“Independence, Missouri,” Church History Topics
In 1827, settlers from the southern United States founded a town called Independence in newly organized Jackson County, Missouri.1 The town was at a strategic location on the nation’s frontier: it lay at the western end of river routes from the rest of the United States and on the eastern end of the Santa Fe Trail, which extended far into territory then occupied mostly by American Indians. The town was named after the U.S. Declaration of Independence, and the county was named after Andrew Jackson, who had become a national hero as a general in the U.S. Army and was later elected president of the United States.
At the beginning of 1831, Latter-day Saint missionaries passed through Independence for the first time, hoping to preach to American Indians who lived on lands west of Missouri. Joseph Smith soon visited Independence and received a revelation that identified the area as “the center place” of Zion—the location of a holy city where righteousness would prevail and the Saints would prepare for Jesus Christ’s Second Coming.2 On August 2, 1831, Sidney Rigdon pronounced the land “consecrated and dedicated to the Lord for a possession and inheritance for the Saints.” The next day, Rigdon dedicated a site half a mile west of the center of Independence for the building of a temple, and Joseph Smith laid the first cornerstone.3
Under the direction of Bishop Edward Partridge, the first Saints who settled in the area began purchasing property and preparing for other Saints to gather to build Zion. Between 1831 and 1833, the Church purchased 180 acres in Independence and 1,200 acres in surrounding areas of Jackson County, and some 1,200 Saints gathered to the county and organized five branches.4 In June 1833, the First Presidency, then in Kirtland, Ohio, sent a plat, or city plan, to Church leaders in Missouri for the “City of Zion,” showing how the city should be organized around a complex of two dozen temples, sacred structures dedicated to fulfilling the temporal and spiritual needs of the Saints.
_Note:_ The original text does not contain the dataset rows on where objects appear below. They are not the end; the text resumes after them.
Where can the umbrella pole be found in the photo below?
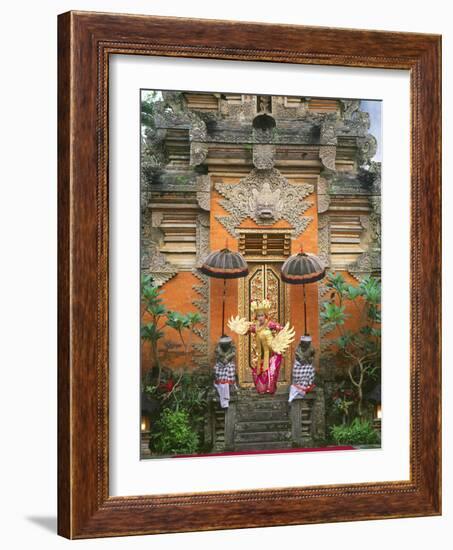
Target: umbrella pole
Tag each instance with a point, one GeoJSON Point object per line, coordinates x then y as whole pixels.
{"type": "Point", "coordinates": [223, 307]}
{"type": "Point", "coordinates": [305, 311]}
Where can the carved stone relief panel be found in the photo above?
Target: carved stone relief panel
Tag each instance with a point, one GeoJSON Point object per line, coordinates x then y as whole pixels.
{"type": "Point", "coordinates": [265, 196]}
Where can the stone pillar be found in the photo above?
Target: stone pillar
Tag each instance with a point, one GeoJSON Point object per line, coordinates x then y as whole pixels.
{"type": "Point", "coordinates": [318, 416]}
{"type": "Point", "coordinates": [230, 424]}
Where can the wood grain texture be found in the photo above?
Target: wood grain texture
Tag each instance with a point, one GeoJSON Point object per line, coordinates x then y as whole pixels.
{"type": "Point", "coordinates": [86, 40]}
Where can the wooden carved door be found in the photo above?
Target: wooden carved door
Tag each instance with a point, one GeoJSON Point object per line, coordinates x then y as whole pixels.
{"type": "Point", "coordinates": [263, 281]}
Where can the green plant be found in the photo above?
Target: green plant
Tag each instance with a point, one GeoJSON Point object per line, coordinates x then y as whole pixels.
{"type": "Point", "coordinates": [343, 398]}
{"type": "Point", "coordinates": [362, 347]}
{"type": "Point", "coordinates": [359, 432]}
{"type": "Point", "coordinates": [153, 305]}
{"type": "Point", "coordinates": [173, 434]}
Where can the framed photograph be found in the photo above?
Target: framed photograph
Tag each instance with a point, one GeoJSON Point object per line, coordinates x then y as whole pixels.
{"type": "Point", "coordinates": [249, 275]}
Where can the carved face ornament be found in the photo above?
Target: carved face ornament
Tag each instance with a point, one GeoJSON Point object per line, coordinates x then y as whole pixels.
{"type": "Point", "coordinates": [266, 204]}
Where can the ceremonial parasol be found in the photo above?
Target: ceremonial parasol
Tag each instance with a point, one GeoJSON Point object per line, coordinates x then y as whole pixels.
{"type": "Point", "coordinates": [224, 264]}
{"type": "Point", "coordinates": [301, 269]}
Unfortunately, the earlier settlers of the area grew increasingly wary of the Latter-day Saint presence in Missouri. Mounting tensions between the Saints and their neighbors came to a head in the summer of 1833, resulting in the entire population of Saints being driven from the county. In spite of their exodus, the Saints refused to sell their lands in Jackson County, hoping they could reclaim them with the help of the state or federal governments. When their attempts to recover their property failed, the Saints focused on building new gathering places in Illinois and later in Utah.
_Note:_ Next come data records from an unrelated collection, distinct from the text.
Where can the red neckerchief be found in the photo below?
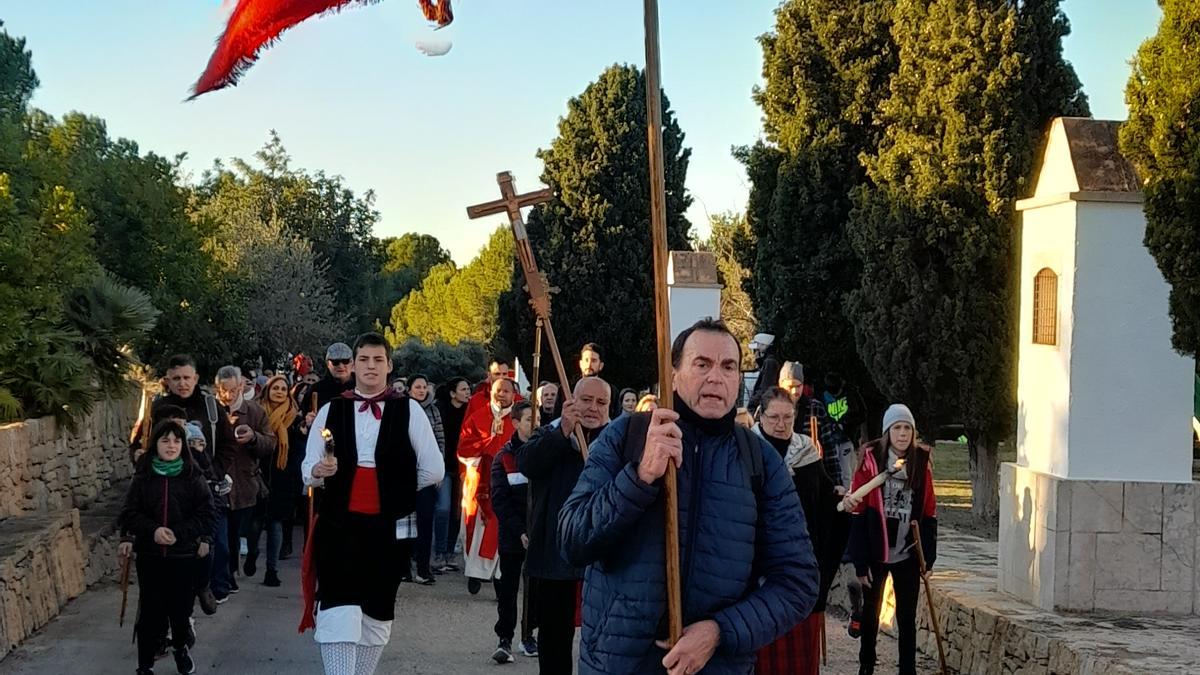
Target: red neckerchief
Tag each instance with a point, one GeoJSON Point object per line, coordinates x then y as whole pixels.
{"type": "Point", "coordinates": [371, 402]}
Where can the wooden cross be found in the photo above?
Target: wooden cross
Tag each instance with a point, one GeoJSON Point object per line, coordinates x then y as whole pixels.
{"type": "Point", "coordinates": [511, 203]}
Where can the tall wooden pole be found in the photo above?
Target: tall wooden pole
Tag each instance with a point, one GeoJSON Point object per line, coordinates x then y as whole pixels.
{"type": "Point", "coordinates": [526, 605]}
{"type": "Point", "coordinates": [661, 303]}
{"type": "Point", "coordinates": [537, 374]}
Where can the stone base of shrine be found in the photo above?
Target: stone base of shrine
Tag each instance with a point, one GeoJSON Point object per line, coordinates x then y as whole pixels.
{"type": "Point", "coordinates": [1084, 545]}
{"type": "Point", "coordinates": [988, 632]}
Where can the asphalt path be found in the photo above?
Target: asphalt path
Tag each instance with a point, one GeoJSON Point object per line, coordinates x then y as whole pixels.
{"type": "Point", "coordinates": [439, 629]}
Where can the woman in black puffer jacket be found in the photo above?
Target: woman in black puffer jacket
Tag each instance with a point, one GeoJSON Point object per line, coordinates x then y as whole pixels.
{"type": "Point", "coordinates": [168, 520]}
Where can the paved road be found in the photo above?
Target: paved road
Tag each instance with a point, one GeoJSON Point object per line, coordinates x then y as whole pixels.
{"type": "Point", "coordinates": [439, 629]}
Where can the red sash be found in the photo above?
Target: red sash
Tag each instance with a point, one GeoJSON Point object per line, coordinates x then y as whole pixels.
{"type": "Point", "coordinates": [365, 491]}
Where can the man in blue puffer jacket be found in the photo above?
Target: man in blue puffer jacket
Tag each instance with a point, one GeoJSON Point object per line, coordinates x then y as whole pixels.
{"type": "Point", "coordinates": [749, 574]}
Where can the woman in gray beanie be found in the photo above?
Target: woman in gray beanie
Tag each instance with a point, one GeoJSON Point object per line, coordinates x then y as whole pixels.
{"type": "Point", "coordinates": [881, 536]}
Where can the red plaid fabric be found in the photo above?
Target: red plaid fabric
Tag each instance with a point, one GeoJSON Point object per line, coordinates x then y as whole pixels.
{"type": "Point", "coordinates": [798, 652]}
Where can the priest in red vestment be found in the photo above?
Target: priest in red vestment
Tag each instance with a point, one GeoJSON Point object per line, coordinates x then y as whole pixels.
{"type": "Point", "coordinates": [485, 430]}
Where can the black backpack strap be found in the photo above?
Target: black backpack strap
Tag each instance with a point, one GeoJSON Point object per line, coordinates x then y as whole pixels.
{"type": "Point", "coordinates": [635, 437]}
{"type": "Point", "coordinates": [750, 455]}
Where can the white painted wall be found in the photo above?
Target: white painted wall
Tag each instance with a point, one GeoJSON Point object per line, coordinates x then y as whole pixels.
{"type": "Point", "coordinates": [1131, 402]}
{"type": "Point", "coordinates": [1043, 386]}
{"type": "Point", "coordinates": [690, 304]}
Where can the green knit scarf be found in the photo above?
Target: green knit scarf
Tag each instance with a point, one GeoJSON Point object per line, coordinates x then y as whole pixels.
{"type": "Point", "coordinates": [171, 469]}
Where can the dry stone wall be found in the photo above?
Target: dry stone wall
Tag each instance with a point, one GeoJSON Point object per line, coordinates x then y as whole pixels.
{"type": "Point", "coordinates": [46, 467]}
{"type": "Point", "coordinates": [48, 553]}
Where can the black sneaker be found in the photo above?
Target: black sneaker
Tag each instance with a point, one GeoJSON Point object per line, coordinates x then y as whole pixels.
{"type": "Point", "coordinates": [208, 601]}
{"type": "Point", "coordinates": [503, 652]}
{"type": "Point", "coordinates": [184, 662]}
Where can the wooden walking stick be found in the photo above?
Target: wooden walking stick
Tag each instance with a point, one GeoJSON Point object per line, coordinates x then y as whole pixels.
{"type": "Point", "coordinates": [661, 302]}
{"type": "Point", "coordinates": [929, 595]}
{"type": "Point", "coordinates": [539, 288]}
{"type": "Point", "coordinates": [125, 587]}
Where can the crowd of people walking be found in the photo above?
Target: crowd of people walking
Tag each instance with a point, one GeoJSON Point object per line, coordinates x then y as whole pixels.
{"type": "Point", "coordinates": [551, 497]}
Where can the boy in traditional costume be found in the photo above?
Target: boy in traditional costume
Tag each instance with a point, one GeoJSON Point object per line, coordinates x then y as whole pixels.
{"type": "Point", "coordinates": [379, 452]}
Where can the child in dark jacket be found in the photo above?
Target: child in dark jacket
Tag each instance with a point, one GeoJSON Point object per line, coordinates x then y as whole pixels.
{"type": "Point", "coordinates": [881, 535]}
{"type": "Point", "coordinates": [510, 491]}
{"type": "Point", "coordinates": [168, 521]}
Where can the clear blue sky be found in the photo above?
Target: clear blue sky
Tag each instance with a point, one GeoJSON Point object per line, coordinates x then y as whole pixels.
{"type": "Point", "coordinates": [351, 95]}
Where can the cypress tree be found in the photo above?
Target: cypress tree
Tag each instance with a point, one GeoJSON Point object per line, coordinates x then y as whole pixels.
{"type": "Point", "coordinates": [593, 240]}
{"type": "Point", "coordinates": [1162, 138]}
{"type": "Point", "coordinates": [826, 69]}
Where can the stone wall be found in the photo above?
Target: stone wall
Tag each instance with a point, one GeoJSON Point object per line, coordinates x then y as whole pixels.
{"type": "Point", "coordinates": [1084, 545]}
{"type": "Point", "coordinates": [46, 467]}
{"type": "Point", "coordinates": [41, 568]}
{"type": "Point", "coordinates": [48, 551]}
{"type": "Point", "coordinates": [988, 632]}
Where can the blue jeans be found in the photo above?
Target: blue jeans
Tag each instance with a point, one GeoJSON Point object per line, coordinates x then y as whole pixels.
{"type": "Point", "coordinates": [274, 543]}
{"type": "Point", "coordinates": [426, 502]}
{"type": "Point", "coordinates": [221, 578]}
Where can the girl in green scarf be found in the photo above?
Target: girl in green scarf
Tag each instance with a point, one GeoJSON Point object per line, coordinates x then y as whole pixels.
{"type": "Point", "coordinates": [168, 521]}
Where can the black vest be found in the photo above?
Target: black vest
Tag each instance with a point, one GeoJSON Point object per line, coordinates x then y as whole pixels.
{"type": "Point", "coordinates": [395, 460]}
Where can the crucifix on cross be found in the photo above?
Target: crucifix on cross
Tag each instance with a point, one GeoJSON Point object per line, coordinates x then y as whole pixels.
{"type": "Point", "coordinates": [511, 203]}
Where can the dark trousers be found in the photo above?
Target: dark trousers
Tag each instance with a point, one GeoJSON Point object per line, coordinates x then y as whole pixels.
{"type": "Point", "coordinates": [508, 592]}
{"type": "Point", "coordinates": [556, 626]}
{"type": "Point", "coordinates": [454, 519]}
{"type": "Point", "coordinates": [165, 598]}
{"type": "Point", "coordinates": [426, 502]}
{"type": "Point", "coordinates": [906, 581]}
{"type": "Point", "coordinates": [221, 578]}
{"type": "Point", "coordinates": [244, 523]}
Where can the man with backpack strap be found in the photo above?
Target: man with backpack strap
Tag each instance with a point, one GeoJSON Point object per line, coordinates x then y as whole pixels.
{"type": "Point", "coordinates": [748, 569]}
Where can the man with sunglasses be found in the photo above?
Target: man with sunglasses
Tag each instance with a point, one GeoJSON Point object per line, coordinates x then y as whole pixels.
{"type": "Point", "coordinates": [339, 377]}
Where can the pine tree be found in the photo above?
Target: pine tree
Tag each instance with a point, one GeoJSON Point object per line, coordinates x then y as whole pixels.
{"type": "Point", "coordinates": [977, 84]}
{"type": "Point", "coordinates": [593, 240]}
{"type": "Point", "coordinates": [1162, 138]}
Even after Brigham Young and the Twelve Apostles led the majority of the Saints west, many hoped to return one day to build Zion near Independence. Meanwhile, members of other churches that had separated from The Church of Jesus Christ of Latter-day Saints returned to the area. Today, multiple churches that claim Joseph Smith as their founder consider sites associated with the Saints’ early efforts to build Zion as sacred spaces.